← Back to Ideas

AI Agent Sandbox

Let an AI agent author Rex scripts from natural language. Cedar enforces the same sandbox regardless of whether a human or an LLM wrote the script.

Rex doesn't have a concept of "who" wrote the script at the authorization level. Cedar checks what the script does, not where it came from. This means you can safely give an AI agent the ability to run scripts on production systems — the policy is the guardrail, not the agent's judgment. Pair this with a transport model like SSM or PKI to control which endpoints the agent can reach and which policies it operates under.

How It Works

1. User sends a natural language prompt

"What files are in /tmp/rex and how much disk space is used?"

The user describes what they want in plain English. They don't write Rhai.

2. Agent generates a Rhai script

let files = ls("/tmp/rex");
info(`Files: ${files}`);

let usage = df();
info(`Disk: ${usage}`);

The agent translates the prompt into Rhai using its knowledge of the Rex API. The script is sent to a Rex endpoint.

3. Rex returns the result

Files: ["hello.txt", "config.ini", "data.csv"]
Disk: [{mount: "/", used: "12G", avail: "38G"}]

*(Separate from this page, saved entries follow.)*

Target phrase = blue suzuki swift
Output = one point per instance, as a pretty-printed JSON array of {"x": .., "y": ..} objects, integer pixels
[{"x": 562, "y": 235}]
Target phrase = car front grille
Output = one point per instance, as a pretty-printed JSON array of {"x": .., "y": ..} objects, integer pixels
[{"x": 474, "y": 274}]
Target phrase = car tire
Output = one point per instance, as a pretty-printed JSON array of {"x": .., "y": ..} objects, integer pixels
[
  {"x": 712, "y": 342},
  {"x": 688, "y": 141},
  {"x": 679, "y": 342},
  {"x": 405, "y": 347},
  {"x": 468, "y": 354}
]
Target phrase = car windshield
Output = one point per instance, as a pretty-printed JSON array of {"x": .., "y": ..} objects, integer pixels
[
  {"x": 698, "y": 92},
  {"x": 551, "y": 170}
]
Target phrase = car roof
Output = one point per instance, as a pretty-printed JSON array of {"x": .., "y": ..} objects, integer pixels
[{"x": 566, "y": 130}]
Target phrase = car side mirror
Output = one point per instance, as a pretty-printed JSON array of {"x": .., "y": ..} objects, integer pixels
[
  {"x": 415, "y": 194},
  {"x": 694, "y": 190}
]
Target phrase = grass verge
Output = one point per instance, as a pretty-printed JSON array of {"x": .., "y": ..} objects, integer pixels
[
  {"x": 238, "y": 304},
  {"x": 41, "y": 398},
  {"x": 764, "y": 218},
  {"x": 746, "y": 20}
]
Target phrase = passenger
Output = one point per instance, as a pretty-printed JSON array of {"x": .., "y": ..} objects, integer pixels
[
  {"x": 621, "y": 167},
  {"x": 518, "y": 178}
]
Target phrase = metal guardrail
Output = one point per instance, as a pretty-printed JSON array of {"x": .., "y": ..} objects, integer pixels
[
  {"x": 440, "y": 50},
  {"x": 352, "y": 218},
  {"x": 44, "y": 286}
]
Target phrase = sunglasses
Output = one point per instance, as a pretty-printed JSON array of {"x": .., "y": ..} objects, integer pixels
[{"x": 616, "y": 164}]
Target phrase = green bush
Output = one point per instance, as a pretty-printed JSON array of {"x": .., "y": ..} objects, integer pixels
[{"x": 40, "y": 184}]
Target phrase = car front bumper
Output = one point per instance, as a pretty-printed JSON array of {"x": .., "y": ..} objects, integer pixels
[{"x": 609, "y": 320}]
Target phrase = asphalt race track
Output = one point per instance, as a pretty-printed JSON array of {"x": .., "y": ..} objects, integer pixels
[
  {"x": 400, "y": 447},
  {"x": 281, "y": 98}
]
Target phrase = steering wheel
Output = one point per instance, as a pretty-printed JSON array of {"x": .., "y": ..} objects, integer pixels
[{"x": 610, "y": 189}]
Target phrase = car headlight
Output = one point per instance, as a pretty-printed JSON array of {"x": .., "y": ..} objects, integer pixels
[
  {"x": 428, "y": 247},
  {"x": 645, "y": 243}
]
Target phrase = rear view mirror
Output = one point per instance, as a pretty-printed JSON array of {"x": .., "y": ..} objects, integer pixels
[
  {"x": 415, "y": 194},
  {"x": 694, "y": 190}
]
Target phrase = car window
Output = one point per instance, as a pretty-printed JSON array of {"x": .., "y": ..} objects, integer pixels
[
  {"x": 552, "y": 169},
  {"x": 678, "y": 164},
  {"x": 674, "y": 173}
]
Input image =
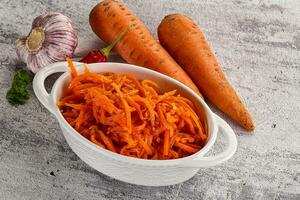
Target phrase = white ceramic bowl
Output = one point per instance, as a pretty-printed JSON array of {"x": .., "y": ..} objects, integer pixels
[{"x": 133, "y": 170}]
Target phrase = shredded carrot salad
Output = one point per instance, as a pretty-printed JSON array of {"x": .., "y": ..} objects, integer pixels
[{"x": 130, "y": 117}]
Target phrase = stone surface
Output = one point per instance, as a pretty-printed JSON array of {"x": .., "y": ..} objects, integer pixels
[{"x": 258, "y": 44}]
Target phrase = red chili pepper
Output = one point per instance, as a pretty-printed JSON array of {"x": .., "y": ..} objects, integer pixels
[{"x": 102, "y": 55}]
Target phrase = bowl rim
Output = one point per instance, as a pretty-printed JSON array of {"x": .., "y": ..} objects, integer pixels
[{"x": 212, "y": 127}]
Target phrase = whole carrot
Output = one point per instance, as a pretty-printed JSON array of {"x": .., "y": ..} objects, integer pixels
[
  {"x": 138, "y": 46},
  {"x": 186, "y": 43}
]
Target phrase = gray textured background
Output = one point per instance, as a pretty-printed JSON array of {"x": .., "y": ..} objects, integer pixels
[{"x": 258, "y": 45}]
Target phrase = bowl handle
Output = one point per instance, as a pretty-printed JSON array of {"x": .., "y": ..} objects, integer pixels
[
  {"x": 39, "y": 80},
  {"x": 220, "y": 157}
]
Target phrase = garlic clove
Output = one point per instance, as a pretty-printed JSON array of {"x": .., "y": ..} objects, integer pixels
[{"x": 51, "y": 39}]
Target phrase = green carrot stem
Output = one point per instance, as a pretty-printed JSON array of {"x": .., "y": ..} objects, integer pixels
[{"x": 105, "y": 51}]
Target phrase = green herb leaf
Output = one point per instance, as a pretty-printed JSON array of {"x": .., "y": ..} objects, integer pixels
[{"x": 18, "y": 93}]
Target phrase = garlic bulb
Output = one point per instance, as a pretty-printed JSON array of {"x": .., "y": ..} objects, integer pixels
[{"x": 51, "y": 39}]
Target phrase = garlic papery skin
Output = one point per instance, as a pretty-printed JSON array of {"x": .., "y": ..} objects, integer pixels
[{"x": 51, "y": 39}]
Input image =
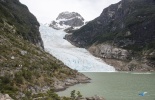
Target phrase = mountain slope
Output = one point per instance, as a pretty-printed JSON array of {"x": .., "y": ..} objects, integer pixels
[
  {"x": 25, "y": 24},
  {"x": 26, "y": 71},
  {"x": 75, "y": 58},
  {"x": 124, "y": 31},
  {"x": 66, "y": 20}
]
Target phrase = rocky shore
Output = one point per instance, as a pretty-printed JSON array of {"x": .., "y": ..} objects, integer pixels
[{"x": 62, "y": 85}]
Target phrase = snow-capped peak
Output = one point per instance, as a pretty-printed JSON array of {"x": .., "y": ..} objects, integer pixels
[{"x": 66, "y": 20}]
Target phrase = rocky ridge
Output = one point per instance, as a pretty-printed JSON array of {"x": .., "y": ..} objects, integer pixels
[
  {"x": 118, "y": 39},
  {"x": 67, "y": 20}
]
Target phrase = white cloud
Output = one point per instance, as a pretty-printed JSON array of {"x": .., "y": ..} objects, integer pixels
[{"x": 48, "y": 10}]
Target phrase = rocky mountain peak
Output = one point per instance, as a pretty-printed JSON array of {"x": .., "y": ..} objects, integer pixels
[{"x": 67, "y": 19}]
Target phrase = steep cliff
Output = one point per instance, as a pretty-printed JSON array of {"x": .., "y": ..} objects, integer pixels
[
  {"x": 67, "y": 20},
  {"x": 124, "y": 31},
  {"x": 26, "y": 71}
]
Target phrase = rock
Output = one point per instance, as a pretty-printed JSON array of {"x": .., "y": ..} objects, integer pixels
[
  {"x": 115, "y": 35},
  {"x": 66, "y": 20}
]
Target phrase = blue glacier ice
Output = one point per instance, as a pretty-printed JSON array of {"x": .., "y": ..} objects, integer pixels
[{"x": 74, "y": 57}]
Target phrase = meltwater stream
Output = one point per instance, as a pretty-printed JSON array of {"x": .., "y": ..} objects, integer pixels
[{"x": 74, "y": 57}]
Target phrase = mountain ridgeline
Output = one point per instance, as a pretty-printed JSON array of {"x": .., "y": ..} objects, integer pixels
[
  {"x": 123, "y": 35},
  {"x": 67, "y": 20},
  {"x": 26, "y": 71}
]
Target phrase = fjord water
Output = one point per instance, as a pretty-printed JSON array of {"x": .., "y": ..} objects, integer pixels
[
  {"x": 117, "y": 86},
  {"x": 74, "y": 57}
]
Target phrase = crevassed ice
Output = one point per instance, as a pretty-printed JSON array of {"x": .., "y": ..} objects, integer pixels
[{"x": 74, "y": 57}]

Every command in the agent's script is checked against Cedar. If the agent generates something outside the policy, it's denied — just like it would be for a human.

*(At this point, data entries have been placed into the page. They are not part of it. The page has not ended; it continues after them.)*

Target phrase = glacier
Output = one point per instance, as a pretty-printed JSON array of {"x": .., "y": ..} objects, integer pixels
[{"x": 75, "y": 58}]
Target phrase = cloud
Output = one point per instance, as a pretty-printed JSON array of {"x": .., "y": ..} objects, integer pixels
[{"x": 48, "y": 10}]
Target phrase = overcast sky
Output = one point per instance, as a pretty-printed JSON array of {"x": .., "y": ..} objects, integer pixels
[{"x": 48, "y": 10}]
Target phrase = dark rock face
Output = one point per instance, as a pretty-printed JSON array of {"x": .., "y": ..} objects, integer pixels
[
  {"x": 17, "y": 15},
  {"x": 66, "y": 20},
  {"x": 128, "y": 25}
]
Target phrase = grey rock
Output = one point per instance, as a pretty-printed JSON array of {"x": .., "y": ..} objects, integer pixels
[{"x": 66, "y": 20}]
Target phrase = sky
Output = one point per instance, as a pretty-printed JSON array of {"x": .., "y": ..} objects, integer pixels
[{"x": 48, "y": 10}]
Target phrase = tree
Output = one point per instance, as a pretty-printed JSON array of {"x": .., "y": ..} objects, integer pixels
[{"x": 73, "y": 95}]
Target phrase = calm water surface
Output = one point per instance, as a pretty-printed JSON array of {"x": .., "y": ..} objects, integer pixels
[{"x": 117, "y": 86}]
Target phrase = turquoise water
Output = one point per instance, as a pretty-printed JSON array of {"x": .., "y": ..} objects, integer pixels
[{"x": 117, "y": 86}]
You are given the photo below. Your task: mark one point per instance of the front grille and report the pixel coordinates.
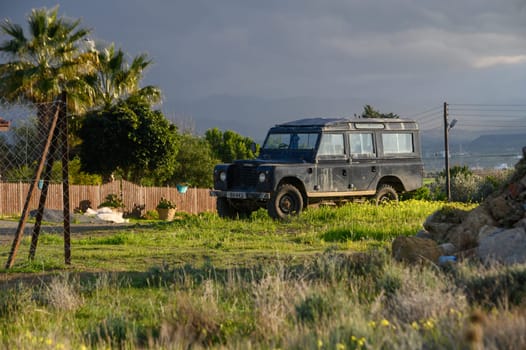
(242, 176)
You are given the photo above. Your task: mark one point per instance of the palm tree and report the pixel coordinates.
(115, 80)
(45, 63)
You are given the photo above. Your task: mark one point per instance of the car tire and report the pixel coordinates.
(385, 194)
(225, 209)
(287, 201)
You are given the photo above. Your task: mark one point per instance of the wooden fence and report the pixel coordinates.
(195, 200)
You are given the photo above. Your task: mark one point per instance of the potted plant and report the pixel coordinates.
(182, 187)
(112, 201)
(166, 209)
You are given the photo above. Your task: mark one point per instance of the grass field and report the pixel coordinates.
(324, 280)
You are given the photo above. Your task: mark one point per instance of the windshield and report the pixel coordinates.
(291, 141)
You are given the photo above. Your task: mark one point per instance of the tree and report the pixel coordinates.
(195, 162)
(370, 112)
(114, 79)
(229, 146)
(129, 138)
(47, 62)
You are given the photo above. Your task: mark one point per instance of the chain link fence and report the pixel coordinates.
(24, 130)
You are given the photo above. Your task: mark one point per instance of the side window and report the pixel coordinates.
(331, 145)
(398, 143)
(362, 145)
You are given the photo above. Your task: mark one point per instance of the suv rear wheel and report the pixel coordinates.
(225, 209)
(385, 194)
(285, 202)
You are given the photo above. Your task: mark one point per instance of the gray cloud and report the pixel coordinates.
(400, 55)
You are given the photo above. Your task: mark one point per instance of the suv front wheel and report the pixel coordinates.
(285, 202)
(386, 194)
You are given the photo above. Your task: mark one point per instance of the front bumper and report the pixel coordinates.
(241, 194)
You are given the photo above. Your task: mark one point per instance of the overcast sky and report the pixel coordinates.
(215, 61)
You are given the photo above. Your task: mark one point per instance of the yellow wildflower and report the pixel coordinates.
(361, 342)
(429, 324)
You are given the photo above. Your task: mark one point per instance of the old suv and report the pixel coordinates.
(310, 161)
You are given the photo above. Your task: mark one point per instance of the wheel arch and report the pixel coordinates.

4. What happens when the agent gets it wrong

# User prompt: "Clean up old temp files to free up disk space."
# Agent script (over-eager):
rm("/etc/passwd");

# Rex output:
error: Permission denied:
  file_system::Action::"delete" on /etc/passwd

The policy doesn't permit deletes outside the designated sandbox. Cedar blocks the call before it reaches the filesystem — no matter what the agent intended.